PRAXEOLOGY AND MEDICINE 

– Ignacio Almará – 

  Essentially, medicine is about health and sickness. These seem simple enough concepts but, what do they really mean? If we ask a professional we might receive an ambiguous answer, which is understandable since consistent definitions of these terms are not even given at Medical Schools. If we resort to the World Health Organization this is the definition we can find: “Health is a state of complete physical, mental and social well-being and not merely the absence of disease or infirmity”.

  According to this definition, we should run to the doctor every time that we feel stressed at work or when the girl to whom we write poems stops talking to us. In my opinion, this is an unsuitable, ambiguous and hedonistic definition but on top of it is not used in clinical practice. As Michel Accad has explained, most clinicians consider the human body as a machine.[i] According to this definition, human bodies have an optimal configuration in which all their parts need to perform the task for which they were created, just as in a car engine. The malfunction of a component produces a disruption in the machine, which is then considered defective, i. e. sick. If we see a healthy human body as a machine in an optimal state, then we can only see its malfunctioning as resulting from an alteration caused by an external or an internal element. This is a cause-effect relationship analogous with the relationships of classical mechanics: if A happens then the result will be B, being A an aggression and B the new defective state of the machine. This leads to a pure materialist perspective of medicine in which the physician acts as an observer and analyst of objective deficiencies in mechanical entities in need of repairs. The physician defines sickness through objective and physical criteria. The existence of a disease is, thus, determined by the doctor, who is considered well trained and qualified to identify objective mechanical malfunctions.

  However, a human being is not just an ensemble of flesh, bones, muscles and viscera that occasionally need repairs. It is something else. With this in mind, Michel Accad has introduced the praxeological concept of health. To understand this concept we must first consider its foundations.
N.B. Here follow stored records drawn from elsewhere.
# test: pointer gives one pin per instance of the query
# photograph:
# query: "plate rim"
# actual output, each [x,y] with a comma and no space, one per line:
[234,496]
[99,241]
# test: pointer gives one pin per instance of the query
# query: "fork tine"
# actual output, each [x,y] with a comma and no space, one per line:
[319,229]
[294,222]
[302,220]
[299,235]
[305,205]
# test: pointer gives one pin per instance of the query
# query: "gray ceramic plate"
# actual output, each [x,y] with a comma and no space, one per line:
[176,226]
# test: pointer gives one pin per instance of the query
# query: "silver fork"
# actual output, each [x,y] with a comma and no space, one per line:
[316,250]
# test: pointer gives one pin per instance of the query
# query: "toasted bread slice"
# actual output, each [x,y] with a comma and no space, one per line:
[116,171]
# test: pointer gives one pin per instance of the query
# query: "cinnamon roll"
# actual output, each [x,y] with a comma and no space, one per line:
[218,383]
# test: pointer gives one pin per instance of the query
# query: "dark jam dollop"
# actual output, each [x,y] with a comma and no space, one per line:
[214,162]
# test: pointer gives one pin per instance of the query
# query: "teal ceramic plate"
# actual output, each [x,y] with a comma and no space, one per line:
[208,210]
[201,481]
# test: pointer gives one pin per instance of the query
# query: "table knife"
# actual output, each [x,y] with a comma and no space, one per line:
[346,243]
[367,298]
Firstly, the axiom action explained by Ludwig von Mises. This simple axiom, from which the whole building of economic theory is deduced, says that man acts, which means that man tries to accomplish goals employing concrete means. Secondly, the self-ownership principle, brilliantly expounded by Murray Rothbard. According to this principle, each person is the owner of his body and as such has total decision capacity over it. Thus, we have that every person is an actor and the owner of his own body. From this two insights, Accad redefines the concepts of health and sickness. Where before we saw a body assimilated to a machine, now we see the most intimate property of an actor, of somebody with the ability to choose goals and means.

  What if a person were unable to pursue his goals because of the state of his body? Then we could define that person as being sick. Thus, there is a praxeological basis for the definition of sickness. And what about health? According to Accad, health is that state where the physical and mental conditions of a person allow him to pursue his chosen goals.
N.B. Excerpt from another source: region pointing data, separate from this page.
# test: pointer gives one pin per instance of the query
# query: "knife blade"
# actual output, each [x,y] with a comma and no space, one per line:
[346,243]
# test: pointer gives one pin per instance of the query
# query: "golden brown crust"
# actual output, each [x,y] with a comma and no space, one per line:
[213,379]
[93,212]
  A person sees himself as sick when he is unable to pursue his goals due to his physical or mental condition. This may range from a cold to a heart attack or the amputation of a leg. What determines the existence of a sickness is not the pathological profile but the effect that it has on the person´s ability to act. In this view, the patient recovers the capacity to consider himself as sick or healthy, thus recovering the last word on matters related to his body. This praxeological definition is the most generally accepted by people, though in an implicit manner. For instance, a heart attack or an asthma attack are usually considered as illnesses since they usually prevent us from pursuing our goals. On the other hand, a cold is seldom considered as an illness since it usually let us pursue our goals. In fact, we can take a step further and think about the case of fibromyalgia, which has no clear organic base, but which is very painful and incapacitating for the person who suffers from it and therefore is usually considered as a serious illness that prevents the carrying out of daily activities.

  In the mechanical view, the sick person plays a passive role whereas the doctor establishes a hegemonical relationship with the patient. Actually, the whole health system is oriented in this way, considering patients as malfunctioning machines in need of repairs. As a consequence, there is a uniformity in the services offered, there is no possibility of choosing between competing alternatives and all life is medicalized, which goes from anti-smoking laws to government-led campaigns that promote the use of condoms. Thus, the state assumes the role of a rancher taking care of his cattle.

  However, as Accad maintains, the Austrian School may be able of saving medicine. In the new definition of health, the individual decides whether he is ill or not. As the owner of his own body, he is the one that chooses when to go the doctor at his own expense. With the Rothbardian concept of self-ownership, the hegemonic relationship of the mechanical view becomes a contractual relationship, in which the patient pays for a service conducted on his property. Whereas the mechanical conception leads to a paternalistic view of medicine, the praxeological conception considers men as actors and owners which, in practice, would lead to a liberalization of medicine.